For days, weeks, and months, Darla remained trapped in the closet. And me, as the only grown-up left to her, of course tried to find her. Well, no, let me back up a little. At first I became the suspect in her kidnapping and couldn’t do much. Then my lawyer cleared me of that. Then came something worse: they suspected me of her murder. But of course, there was no proof. I kept telling them, Darla is in the closet. It was the closet that took her. The God damn closet!!!
They investigated the closet. Not that they believed my story, but they did think that maybe, there’s a secret path connecting the closet to a serial killer’s house or something.
But nope, there wasn’t one. The closet hadn’t come with the house and was completely detachable from Darla’s bedroom wall. The thing was something my parents had found at a flea market. God, I never knew why they wanted to buy other people’s ancient crap that not even those other people knew the origin of. They were the kind of people who named their kids after their great-grandparents. That was how Darla came to be Darla and me Elmer. Darla was okay, but Elmer? Come on. The name hit its peak sometime in the 1880s or 1900s and saw a steady decline ever since. It’s not the name a twenty-four-year-old wants to live with. (Sorry, everyone still alive named Elmer, but that’s what I think. At least I’m speaking from experience.)

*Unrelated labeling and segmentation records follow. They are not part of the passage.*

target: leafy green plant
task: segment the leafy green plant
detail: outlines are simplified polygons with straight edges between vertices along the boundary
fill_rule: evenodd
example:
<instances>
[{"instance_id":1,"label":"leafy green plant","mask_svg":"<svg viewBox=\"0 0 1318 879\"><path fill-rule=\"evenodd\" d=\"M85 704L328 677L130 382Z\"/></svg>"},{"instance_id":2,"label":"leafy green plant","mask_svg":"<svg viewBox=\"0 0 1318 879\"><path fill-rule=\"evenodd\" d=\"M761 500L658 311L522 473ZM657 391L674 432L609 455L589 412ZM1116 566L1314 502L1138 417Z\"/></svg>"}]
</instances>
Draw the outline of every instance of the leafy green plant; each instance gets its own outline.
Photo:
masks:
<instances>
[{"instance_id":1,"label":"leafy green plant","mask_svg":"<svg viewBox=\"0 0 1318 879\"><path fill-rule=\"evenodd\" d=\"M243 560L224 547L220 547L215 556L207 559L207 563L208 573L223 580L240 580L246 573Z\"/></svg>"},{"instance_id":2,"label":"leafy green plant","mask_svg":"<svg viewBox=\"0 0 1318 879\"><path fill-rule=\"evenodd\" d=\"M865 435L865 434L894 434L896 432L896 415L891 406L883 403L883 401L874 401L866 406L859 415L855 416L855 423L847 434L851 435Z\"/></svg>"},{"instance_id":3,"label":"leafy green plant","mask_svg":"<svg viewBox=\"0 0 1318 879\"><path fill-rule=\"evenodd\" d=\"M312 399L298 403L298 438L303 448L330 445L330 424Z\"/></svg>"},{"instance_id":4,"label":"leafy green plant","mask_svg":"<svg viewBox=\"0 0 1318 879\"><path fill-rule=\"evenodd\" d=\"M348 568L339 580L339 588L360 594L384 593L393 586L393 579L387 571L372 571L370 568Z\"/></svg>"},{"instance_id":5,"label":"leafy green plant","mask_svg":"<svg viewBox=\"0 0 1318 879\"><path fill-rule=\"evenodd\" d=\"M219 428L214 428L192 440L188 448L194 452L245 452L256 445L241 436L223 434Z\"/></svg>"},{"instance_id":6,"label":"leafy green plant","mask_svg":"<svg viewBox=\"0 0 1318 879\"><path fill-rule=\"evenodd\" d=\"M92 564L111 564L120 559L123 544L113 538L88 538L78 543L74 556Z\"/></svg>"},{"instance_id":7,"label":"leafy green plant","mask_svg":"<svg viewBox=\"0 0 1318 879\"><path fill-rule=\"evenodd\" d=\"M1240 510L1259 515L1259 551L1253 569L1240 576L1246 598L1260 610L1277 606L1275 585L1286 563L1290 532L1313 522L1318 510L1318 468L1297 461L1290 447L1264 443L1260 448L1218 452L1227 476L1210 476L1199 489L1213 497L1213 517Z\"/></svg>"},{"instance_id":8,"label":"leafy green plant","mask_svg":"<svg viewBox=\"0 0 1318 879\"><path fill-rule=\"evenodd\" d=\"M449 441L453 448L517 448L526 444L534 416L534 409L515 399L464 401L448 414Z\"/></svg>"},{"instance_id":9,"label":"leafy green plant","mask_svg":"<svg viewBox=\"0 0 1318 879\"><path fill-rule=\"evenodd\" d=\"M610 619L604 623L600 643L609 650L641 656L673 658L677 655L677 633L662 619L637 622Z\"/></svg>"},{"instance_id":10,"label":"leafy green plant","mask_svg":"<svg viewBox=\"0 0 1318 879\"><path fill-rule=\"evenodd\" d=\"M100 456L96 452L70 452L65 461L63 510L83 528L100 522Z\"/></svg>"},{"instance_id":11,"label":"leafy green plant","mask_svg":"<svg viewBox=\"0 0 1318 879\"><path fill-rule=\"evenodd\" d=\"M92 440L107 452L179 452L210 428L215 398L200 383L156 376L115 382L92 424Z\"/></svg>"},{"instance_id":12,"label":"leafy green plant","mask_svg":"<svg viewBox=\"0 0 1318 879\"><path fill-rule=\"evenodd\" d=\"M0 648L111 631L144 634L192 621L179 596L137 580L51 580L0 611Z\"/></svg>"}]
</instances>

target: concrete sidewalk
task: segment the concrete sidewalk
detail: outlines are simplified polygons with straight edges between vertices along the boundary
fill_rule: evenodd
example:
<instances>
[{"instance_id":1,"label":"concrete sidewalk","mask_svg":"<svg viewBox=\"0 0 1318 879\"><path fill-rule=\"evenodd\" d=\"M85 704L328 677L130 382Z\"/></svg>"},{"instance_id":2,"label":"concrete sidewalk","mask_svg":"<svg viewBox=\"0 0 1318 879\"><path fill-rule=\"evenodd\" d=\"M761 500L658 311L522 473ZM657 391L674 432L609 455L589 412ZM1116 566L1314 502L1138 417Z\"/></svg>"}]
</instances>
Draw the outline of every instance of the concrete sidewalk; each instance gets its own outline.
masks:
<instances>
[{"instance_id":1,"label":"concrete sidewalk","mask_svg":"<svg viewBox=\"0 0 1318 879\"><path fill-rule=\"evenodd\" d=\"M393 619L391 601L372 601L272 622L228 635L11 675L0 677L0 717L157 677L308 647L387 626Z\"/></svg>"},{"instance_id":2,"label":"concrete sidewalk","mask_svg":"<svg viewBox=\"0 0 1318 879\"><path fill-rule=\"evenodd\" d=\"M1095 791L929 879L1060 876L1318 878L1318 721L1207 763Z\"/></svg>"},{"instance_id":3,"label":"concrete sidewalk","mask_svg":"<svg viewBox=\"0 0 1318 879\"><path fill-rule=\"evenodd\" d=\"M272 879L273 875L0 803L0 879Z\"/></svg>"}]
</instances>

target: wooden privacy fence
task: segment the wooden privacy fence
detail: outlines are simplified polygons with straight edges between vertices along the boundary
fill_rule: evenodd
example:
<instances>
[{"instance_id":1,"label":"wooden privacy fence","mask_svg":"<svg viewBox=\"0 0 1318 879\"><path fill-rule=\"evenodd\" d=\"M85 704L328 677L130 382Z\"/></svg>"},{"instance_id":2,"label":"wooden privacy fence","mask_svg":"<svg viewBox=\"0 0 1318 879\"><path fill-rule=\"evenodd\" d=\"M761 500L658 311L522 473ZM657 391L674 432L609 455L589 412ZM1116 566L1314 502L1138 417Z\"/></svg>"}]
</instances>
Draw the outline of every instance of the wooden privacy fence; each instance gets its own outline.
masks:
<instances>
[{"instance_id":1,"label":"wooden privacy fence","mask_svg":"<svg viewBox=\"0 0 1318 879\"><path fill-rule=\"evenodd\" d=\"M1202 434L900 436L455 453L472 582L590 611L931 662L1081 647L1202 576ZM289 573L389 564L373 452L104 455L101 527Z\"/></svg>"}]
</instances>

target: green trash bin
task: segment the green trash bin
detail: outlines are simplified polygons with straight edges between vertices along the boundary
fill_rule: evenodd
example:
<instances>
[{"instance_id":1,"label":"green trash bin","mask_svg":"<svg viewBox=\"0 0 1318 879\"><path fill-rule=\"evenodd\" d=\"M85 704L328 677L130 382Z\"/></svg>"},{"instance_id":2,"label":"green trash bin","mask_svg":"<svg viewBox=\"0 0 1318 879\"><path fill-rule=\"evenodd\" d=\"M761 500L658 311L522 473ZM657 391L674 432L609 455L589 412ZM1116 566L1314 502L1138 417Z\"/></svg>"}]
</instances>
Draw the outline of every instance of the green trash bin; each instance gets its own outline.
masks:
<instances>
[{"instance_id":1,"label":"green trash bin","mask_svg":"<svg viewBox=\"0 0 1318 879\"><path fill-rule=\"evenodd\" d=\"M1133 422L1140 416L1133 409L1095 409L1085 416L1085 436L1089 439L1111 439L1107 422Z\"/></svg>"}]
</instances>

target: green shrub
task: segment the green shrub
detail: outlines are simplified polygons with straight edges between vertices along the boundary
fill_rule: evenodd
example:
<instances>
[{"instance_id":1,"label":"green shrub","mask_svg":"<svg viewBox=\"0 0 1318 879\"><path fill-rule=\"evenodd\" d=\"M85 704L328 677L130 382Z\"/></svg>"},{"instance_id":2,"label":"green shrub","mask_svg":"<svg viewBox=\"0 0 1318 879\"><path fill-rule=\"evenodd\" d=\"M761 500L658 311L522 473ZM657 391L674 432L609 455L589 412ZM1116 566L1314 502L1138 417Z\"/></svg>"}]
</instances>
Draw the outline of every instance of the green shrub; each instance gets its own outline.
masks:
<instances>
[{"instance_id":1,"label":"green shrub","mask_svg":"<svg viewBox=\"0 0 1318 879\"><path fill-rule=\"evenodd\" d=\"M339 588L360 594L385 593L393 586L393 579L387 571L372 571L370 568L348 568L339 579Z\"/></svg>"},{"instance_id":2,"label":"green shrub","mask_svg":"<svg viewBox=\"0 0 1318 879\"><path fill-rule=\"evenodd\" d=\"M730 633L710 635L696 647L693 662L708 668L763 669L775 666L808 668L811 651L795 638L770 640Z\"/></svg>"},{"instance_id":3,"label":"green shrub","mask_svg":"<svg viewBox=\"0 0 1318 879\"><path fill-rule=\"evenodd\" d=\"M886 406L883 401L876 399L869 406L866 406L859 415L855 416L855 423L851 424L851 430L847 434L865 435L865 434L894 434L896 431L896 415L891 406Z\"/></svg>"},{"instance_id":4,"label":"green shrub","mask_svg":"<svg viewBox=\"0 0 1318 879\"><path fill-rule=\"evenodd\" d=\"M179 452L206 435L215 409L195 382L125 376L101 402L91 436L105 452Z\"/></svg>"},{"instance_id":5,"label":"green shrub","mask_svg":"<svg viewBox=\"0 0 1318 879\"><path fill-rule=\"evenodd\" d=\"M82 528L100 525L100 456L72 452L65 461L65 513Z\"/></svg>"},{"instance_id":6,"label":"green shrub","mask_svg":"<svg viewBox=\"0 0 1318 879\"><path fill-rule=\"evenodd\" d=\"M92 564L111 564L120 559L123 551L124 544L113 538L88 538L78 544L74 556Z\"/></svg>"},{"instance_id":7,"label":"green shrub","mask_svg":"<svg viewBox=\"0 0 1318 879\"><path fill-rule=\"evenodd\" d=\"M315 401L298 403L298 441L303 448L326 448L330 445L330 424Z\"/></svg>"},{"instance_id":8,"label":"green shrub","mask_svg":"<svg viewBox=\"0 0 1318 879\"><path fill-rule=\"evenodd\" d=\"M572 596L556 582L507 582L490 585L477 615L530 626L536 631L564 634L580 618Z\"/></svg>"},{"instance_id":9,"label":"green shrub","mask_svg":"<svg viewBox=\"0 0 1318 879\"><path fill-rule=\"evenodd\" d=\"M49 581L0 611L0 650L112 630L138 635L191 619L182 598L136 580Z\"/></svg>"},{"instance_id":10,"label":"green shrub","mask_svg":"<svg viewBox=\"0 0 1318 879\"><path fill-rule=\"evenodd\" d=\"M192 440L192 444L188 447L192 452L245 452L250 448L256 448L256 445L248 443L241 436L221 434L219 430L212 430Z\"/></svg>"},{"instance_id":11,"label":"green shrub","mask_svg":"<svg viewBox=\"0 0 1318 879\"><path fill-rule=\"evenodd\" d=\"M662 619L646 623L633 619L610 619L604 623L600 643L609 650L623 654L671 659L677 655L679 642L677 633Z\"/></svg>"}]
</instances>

The police went through other places in our house: the cellar, the attic, the mudroom. They interviewed my coworkers. Some said nice things about me, but some, as expected, said shit about me, such as how I had stolen their lunches from the common lounge fridge and had obliterated the water cooler. (Both of which I haven’t done. Also, “obliterate” was the word that the overdramatic prick used. I merely happened to stand next to the broken water cooler.)
It seemed that people, more than anything else, wanted to be right. And when it seemed pretty clear that a specific person was the perpetrator in a crime, they said all kinds of nonsense about that perpetrator, completely forgetting the “seemed” part in the phrase “seemed pretty clear.”
Some of them even said they had always suspected me of being this creepy weirdo because of my name. They said, Elmer. Whoever is called Elmer these days? And whoever actually likes to work with lab mice? Most of those poor bastards are going to die within the year, more likely within the week. Whoever likes to form attachments to such creatures?
The clear answer they had in mind: someone who kills his little sister and then shows up to work accusing the closet.